Most atheists today will give 'good' and 'evil' some play in their philosophy because they realize the dead-end they are in for if they completely deny these two terms real validity. They will give "paper money" explanations of how evolution granted us our ideas of good and evil without any need of an eternal standard given by a Standard Maker. But even if one is to allow these explanations to take root in their logic, can they live it? Can they live as if good and evil are simply a matter of non-rational/material evolution with no eternal foundation? Rather than answer the question with more abstract reasoning (which is incapable of causing one to act) try answering it in your everyday life. Every time a situation comes along that tests your moral code (whatever code you've adopted) tell yourself: "millions of years of bio-chemical evolution has made my mind believe that this is wrong therefore I will not do it" and see how that works. Will you not immediately laugh at such a standard and go right on doing what you wanted to do because... you don't really believe bio-evolution can give you a morality of 'good' and 'evil' with any seriousness? Before you call my bluff, try it.

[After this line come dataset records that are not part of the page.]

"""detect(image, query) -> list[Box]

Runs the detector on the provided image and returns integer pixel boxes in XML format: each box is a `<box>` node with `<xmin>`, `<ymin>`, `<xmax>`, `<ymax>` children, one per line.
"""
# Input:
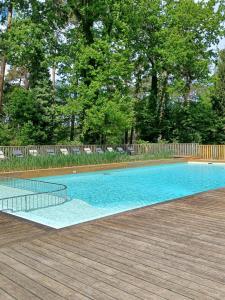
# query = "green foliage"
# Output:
<box><xmin>212</xmin><ymin>50</ymin><xmax>225</xmax><ymax>117</ymax></box>
<box><xmin>0</xmin><ymin>0</ymin><xmax>225</xmax><ymax>146</ymax></box>
<box><xmin>0</xmin><ymin>124</ymin><xmax>12</xmax><ymax>145</ymax></box>
<box><xmin>4</xmin><ymin>83</ymin><xmax>56</xmax><ymax>144</ymax></box>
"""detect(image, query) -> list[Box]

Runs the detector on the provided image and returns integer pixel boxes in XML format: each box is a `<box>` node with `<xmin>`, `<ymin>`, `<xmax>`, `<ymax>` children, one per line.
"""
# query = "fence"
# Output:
<box><xmin>132</xmin><ymin>143</ymin><xmax>199</xmax><ymax>156</ymax></box>
<box><xmin>0</xmin><ymin>143</ymin><xmax>225</xmax><ymax>160</ymax></box>
<box><xmin>0</xmin><ymin>176</ymin><xmax>69</xmax><ymax>212</ymax></box>
<box><xmin>198</xmin><ymin>145</ymin><xmax>225</xmax><ymax>160</ymax></box>
<box><xmin>0</xmin><ymin>143</ymin><xmax>199</xmax><ymax>158</ymax></box>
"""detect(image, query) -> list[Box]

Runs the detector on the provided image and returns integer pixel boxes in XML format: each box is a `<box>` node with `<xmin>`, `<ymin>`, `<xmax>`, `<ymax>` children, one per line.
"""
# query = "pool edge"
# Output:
<box><xmin>3</xmin><ymin>185</ymin><xmax>225</xmax><ymax>231</ymax></box>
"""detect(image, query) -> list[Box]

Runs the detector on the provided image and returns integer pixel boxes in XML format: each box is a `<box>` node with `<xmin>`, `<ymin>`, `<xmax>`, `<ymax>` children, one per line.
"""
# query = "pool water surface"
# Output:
<box><xmin>11</xmin><ymin>162</ymin><xmax>225</xmax><ymax>228</ymax></box>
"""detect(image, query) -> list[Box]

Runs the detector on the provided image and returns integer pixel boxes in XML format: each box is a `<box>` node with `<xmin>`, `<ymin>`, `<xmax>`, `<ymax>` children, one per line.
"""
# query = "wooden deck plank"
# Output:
<box><xmin>0</xmin><ymin>261</ymin><xmax>64</xmax><ymax>300</ymax></box>
<box><xmin>0</xmin><ymin>288</ymin><xmax>15</xmax><ymax>300</ymax></box>
<box><xmin>39</xmin><ymin>233</ymin><xmax>223</xmax><ymax>299</ymax></box>
<box><xmin>0</xmin><ymin>213</ymin><xmax>52</xmax><ymax>247</ymax></box>
<box><xmin>0</xmin><ymin>273</ymin><xmax>40</xmax><ymax>300</ymax></box>
<box><xmin>58</xmin><ymin>230</ymin><xmax>225</xmax><ymax>296</ymax></box>
<box><xmin>34</xmin><ymin>235</ymin><xmax>215</xmax><ymax>300</ymax></box>
<box><xmin>17</xmin><ymin>242</ymin><xmax>169</xmax><ymax>300</ymax></box>
<box><xmin>0</xmin><ymin>188</ymin><xmax>225</xmax><ymax>299</ymax></box>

Nietzsche had it right: to go beyond belief in God is to go beyond good and evil. If one has not gone beyond good and evil, then one has not gone beyond belief in God. As Benjamin Wiker, Ph.D. puts it, "Nietzsche was a savage enemy of all lukewarmness, all halfway housebuilding, whether done in the name of religion or irreligion." Atheists often live as if there is a God, and the religious, often, as if there is not.

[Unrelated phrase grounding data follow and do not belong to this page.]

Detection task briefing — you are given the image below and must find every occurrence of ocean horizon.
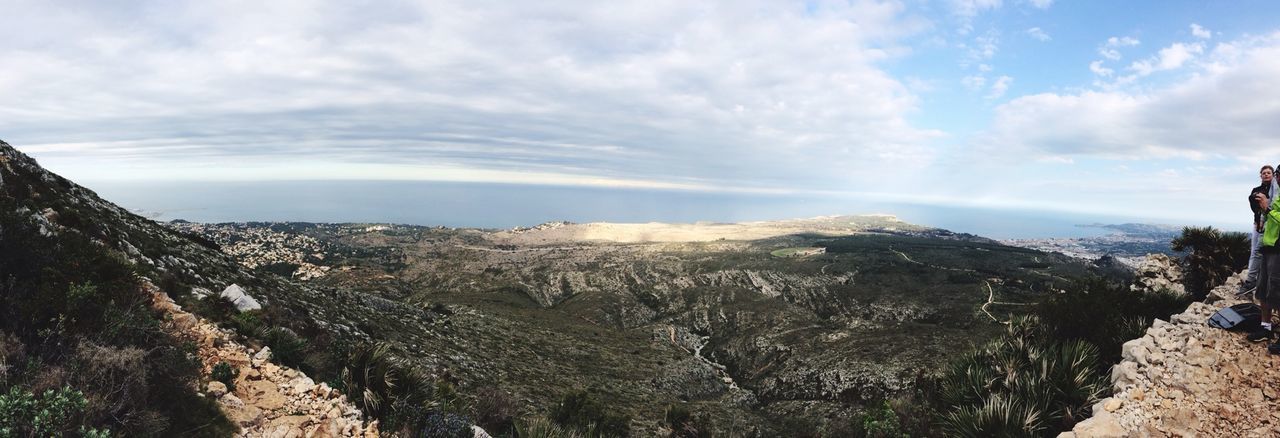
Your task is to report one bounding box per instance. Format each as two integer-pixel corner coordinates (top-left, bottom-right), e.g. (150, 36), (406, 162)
(87, 180), (1223, 240)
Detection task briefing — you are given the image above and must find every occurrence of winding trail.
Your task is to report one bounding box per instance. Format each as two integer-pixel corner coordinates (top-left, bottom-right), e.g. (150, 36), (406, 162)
(667, 326), (739, 390)
(889, 246), (978, 273)
(980, 281), (1004, 324)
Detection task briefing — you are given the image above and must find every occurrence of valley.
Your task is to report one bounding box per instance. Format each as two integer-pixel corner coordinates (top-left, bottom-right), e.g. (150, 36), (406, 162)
(170, 217), (1101, 433)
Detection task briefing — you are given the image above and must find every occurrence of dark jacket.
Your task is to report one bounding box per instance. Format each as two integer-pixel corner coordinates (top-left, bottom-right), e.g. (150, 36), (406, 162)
(1253, 182), (1270, 226)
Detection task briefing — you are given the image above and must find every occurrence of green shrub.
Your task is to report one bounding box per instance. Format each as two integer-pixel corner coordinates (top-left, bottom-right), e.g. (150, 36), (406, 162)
(263, 327), (307, 369)
(230, 311), (265, 338)
(211, 362), (238, 393)
(550, 389), (630, 437)
(471, 386), (517, 435)
(0, 385), (109, 437)
(1172, 226), (1250, 299)
(1037, 278), (1188, 365)
(516, 417), (589, 438)
(662, 404), (713, 438)
(419, 411), (472, 438)
(937, 316), (1106, 436)
(941, 396), (1043, 438)
(856, 400), (907, 438)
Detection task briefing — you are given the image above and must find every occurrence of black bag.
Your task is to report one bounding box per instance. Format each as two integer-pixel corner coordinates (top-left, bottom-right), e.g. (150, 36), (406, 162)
(1208, 303), (1262, 332)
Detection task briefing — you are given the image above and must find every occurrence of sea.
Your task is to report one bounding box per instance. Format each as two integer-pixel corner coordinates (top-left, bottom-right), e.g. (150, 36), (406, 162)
(86, 180), (1205, 240)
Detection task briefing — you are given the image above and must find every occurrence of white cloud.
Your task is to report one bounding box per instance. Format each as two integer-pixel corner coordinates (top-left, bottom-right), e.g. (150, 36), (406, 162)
(1027, 27), (1050, 41)
(980, 32), (1280, 161)
(963, 75), (987, 90)
(1109, 37), (1140, 46)
(1129, 42), (1204, 76)
(1191, 23), (1212, 39)
(1027, 0), (1054, 9)
(1097, 36), (1140, 60)
(986, 75), (1013, 99)
(950, 0), (1003, 18)
(0, 0), (941, 193)
(959, 31), (1000, 68)
(1089, 60), (1114, 77)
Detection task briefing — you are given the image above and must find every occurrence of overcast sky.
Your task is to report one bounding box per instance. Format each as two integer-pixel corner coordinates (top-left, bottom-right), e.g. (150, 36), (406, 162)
(3, 0), (1280, 225)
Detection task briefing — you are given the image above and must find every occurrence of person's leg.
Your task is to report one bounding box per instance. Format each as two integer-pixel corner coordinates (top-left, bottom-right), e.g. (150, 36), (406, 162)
(1260, 251), (1272, 329)
(1265, 251), (1280, 330)
(1246, 229), (1263, 292)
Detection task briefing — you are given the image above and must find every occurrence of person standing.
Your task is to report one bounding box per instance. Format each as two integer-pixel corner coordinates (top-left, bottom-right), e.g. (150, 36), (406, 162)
(1251, 173), (1280, 344)
(1243, 165), (1274, 296)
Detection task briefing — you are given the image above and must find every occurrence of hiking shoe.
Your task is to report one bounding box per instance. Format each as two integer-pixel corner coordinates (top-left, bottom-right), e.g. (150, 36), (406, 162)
(1248, 328), (1274, 343)
(1268, 342), (1280, 355)
(1237, 286), (1257, 298)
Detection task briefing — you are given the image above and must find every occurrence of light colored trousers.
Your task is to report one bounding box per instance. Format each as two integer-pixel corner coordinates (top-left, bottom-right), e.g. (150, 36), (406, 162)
(1249, 228), (1263, 288)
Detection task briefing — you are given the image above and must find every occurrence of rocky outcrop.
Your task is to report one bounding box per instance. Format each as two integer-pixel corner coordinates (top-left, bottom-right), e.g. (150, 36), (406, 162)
(1130, 254), (1186, 296)
(150, 284), (377, 437)
(1064, 272), (1280, 437)
(221, 284), (264, 312)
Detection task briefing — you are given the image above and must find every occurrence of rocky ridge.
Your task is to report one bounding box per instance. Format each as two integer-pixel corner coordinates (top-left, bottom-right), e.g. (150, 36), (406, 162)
(1065, 271), (1276, 437)
(149, 282), (378, 437)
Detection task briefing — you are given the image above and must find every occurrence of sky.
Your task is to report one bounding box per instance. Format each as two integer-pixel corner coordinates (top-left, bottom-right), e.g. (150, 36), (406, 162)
(2, 0), (1280, 227)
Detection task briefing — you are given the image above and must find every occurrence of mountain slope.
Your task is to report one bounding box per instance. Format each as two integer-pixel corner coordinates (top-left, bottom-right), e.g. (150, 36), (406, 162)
(3, 137), (1109, 435)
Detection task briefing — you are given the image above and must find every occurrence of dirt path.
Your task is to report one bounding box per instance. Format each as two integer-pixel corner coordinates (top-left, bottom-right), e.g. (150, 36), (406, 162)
(148, 283), (378, 438)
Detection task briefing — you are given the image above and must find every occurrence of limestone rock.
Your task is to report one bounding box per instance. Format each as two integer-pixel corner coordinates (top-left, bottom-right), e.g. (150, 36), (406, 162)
(220, 283), (262, 312)
(1070, 411), (1126, 438)
(208, 381), (228, 397)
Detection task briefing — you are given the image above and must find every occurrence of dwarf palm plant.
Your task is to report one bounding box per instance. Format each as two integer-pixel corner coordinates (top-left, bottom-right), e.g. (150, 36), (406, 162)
(938, 317), (1106, 436)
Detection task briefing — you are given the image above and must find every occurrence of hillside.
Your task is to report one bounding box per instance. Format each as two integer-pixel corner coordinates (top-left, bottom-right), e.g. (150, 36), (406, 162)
(168, 218), (1106, 433)
(2, 136), (1121, 435)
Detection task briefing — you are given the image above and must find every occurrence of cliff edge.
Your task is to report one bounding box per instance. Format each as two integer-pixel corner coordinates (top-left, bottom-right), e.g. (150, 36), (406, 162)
(1065, 272), (1279, 437)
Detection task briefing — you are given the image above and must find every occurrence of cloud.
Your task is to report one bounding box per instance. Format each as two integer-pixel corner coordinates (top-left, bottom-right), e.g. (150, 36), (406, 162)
(963, 75), (987, 90)
(1191, 23), (1212, 39)
(986, 75), (1013, 99)
(1128, 42), (1204, 76)
(959, 31), (1001, 68)
(1027, 0), (1053, 8)
(0, 0), (941, 193)
(979, 32), (1280, 161)
(1089, 60), (1114, 77)
(1027, 27), (1050, 41)
(950, 0), (1003, 18)
(1098, 36), (1140, 60)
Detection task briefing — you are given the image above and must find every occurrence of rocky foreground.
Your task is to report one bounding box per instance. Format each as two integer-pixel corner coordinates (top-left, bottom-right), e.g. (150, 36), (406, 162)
(1065, 272), (1280, 437)
(148, 281), (379, 438)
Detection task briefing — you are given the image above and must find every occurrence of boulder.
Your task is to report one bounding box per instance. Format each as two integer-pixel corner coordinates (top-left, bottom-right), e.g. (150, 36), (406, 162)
(220, 284), (262, 312)
(207, 381), (228, 397)
(1069, 411), (1126, 438)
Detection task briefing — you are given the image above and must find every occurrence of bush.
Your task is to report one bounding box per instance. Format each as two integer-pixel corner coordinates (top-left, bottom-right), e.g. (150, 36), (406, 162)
(856, 400), (908, 438)
(419, 411), (472, 438)
(0, 385), (109, 437)
(663, 404), (713, 438)
(1037, 278), (1188, 365)
(0, 205), (232, 436)
(211, 362), (238, 393)
(1172, 226), (1250, 299)
(937, 317), (1107, 436)
(941, 396), (1043, 438)
(230, 311), (265, 338)
(263, 327), (307, 369)
(515, 417), (587, 438)
(550, 389), (630, 437)
(471, 386), (516, 435)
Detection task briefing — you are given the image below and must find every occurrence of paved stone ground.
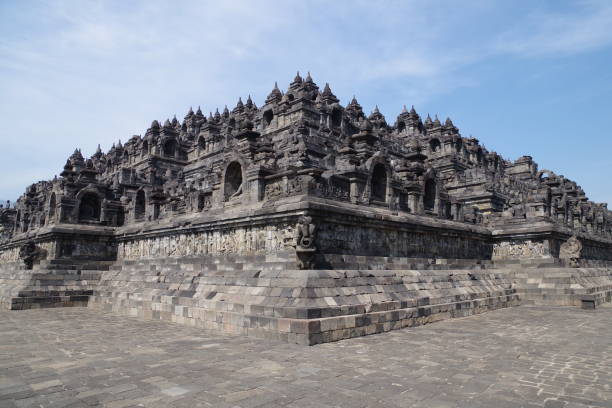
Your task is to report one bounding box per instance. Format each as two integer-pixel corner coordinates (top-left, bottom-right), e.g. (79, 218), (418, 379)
(0, 305), (610, 408)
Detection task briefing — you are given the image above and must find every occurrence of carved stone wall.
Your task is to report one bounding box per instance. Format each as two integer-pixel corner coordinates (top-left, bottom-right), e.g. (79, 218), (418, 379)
(118, 222), (297, 260)
(492, 240), (549, 260)
(316, 221), (492, 259)
(0, 247), (19, 263)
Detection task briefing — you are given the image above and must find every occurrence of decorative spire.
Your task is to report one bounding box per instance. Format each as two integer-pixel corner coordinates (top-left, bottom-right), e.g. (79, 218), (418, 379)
(195, 106), (204, 117)
(214, 108), (221, 120)
(151, 120), (160, 129)
(266, 82), (283, 103)
(222, 105), (229, 118)
(410, 105), (417, 115)
(402, 104), (408, 113)
(320, 83), (339, 103)
(172, 115), (179, 126)
(445, 117), (454, 127)
(368, 105), (386, 125)
(305, 71), (313, 83)
(293, 71), (303, 83)
(346, 95), (364, 118)
(95, 144), (102, 155)
(424, 114), (433, 126)
(246, 95), (253, 108)
(163, 119), (172, 128)
(433, 115), (441, 127)
(185, 107), (194, 119)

Now on to those Nietzsche most lamented - liberal Christians. By liberal I don't mean simply those who deny the virgin birth or who deny Christ's divinity, I mean those who nod their heads in agreement at the preaching of the word and return to their "halfway housebuilding" project of life. I can't speak for others but I can tell you why I am not faithful to appropriate all the words of Christ to my life: I'm scared to death! What if I become the kind of believer Jesus describes, what if I take His every word and live it out? Will I not become a freak, a fugitive in my own home, an outcast in the world, one who the world mocks and religion hunts down and kills? Will I not suffer the most intense trials and hardships one can imagine? YES, but oh the joy! (Oh how I long to welcome the suffering that comes from righteous living!)

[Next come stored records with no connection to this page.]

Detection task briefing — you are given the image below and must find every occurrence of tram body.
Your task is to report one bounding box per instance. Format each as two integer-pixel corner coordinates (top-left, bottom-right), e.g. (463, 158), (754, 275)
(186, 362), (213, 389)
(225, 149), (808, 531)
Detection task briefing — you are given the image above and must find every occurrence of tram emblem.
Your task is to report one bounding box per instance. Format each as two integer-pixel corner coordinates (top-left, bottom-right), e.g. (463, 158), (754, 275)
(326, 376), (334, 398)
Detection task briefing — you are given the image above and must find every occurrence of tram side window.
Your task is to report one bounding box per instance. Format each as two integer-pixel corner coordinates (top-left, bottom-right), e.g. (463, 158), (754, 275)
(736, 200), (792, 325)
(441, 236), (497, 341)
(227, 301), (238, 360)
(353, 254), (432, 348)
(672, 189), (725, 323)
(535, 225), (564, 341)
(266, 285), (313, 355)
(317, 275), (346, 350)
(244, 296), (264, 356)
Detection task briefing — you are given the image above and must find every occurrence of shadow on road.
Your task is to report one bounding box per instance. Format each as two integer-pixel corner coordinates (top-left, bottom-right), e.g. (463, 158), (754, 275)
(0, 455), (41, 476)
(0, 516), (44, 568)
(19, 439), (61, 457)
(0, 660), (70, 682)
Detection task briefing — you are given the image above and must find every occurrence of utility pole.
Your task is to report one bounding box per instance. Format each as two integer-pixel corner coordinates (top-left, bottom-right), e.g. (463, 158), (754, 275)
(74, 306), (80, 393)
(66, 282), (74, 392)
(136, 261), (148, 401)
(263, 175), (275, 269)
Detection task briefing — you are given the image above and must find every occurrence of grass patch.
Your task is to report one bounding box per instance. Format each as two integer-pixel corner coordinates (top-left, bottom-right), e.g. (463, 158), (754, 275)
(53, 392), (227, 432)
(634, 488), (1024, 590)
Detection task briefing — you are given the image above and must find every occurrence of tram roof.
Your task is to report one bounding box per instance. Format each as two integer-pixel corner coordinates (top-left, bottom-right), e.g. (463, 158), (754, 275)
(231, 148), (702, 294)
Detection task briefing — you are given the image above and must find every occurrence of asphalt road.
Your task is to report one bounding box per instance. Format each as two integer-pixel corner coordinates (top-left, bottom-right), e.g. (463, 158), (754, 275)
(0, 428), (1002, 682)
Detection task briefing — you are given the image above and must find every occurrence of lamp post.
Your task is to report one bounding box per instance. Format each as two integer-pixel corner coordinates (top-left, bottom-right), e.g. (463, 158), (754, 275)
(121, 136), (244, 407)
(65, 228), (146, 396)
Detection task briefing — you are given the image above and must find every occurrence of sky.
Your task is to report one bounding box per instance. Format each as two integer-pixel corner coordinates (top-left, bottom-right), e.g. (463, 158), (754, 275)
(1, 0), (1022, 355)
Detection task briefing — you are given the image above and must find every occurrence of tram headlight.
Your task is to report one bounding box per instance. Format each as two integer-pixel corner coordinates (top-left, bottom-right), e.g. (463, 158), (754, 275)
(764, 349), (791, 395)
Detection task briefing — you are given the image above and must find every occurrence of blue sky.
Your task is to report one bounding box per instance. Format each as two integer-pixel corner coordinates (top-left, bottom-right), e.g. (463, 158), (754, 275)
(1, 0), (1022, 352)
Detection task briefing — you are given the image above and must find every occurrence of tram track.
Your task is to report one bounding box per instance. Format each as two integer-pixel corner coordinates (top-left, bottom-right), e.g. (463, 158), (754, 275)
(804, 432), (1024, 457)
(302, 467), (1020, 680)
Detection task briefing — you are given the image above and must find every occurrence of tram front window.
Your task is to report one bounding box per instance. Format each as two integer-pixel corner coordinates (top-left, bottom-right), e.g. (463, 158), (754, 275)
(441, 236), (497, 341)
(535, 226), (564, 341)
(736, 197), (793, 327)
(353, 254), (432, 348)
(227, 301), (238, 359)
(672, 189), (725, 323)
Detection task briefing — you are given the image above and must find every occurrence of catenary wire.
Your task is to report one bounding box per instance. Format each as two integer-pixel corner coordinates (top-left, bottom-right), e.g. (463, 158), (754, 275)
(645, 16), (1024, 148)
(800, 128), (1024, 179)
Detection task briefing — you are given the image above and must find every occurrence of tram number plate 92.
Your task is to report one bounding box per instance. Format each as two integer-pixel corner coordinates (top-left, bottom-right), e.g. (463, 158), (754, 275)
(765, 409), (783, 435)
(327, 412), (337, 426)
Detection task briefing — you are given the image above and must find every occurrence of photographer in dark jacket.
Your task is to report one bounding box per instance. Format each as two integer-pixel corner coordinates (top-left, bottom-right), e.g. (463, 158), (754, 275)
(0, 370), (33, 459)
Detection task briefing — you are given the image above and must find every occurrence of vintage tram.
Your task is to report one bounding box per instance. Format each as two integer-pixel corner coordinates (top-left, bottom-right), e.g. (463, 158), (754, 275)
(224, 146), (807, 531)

Break out from your abstract theological philosophy! Quit pretending to know the Lord who radically changes your life if it has not been changed. Do not deal yourself the 'paper money' of pious talk, but seek the true riches of His kingdom. Let the skeptic doubt and the religious remain blind, but you - come to the Lord! Let Him take hold of your life Christian, not just your agreement. Pray for me, and I for you, that we may come to truly know the Way, the Truth, and the Life - Christ Jesus.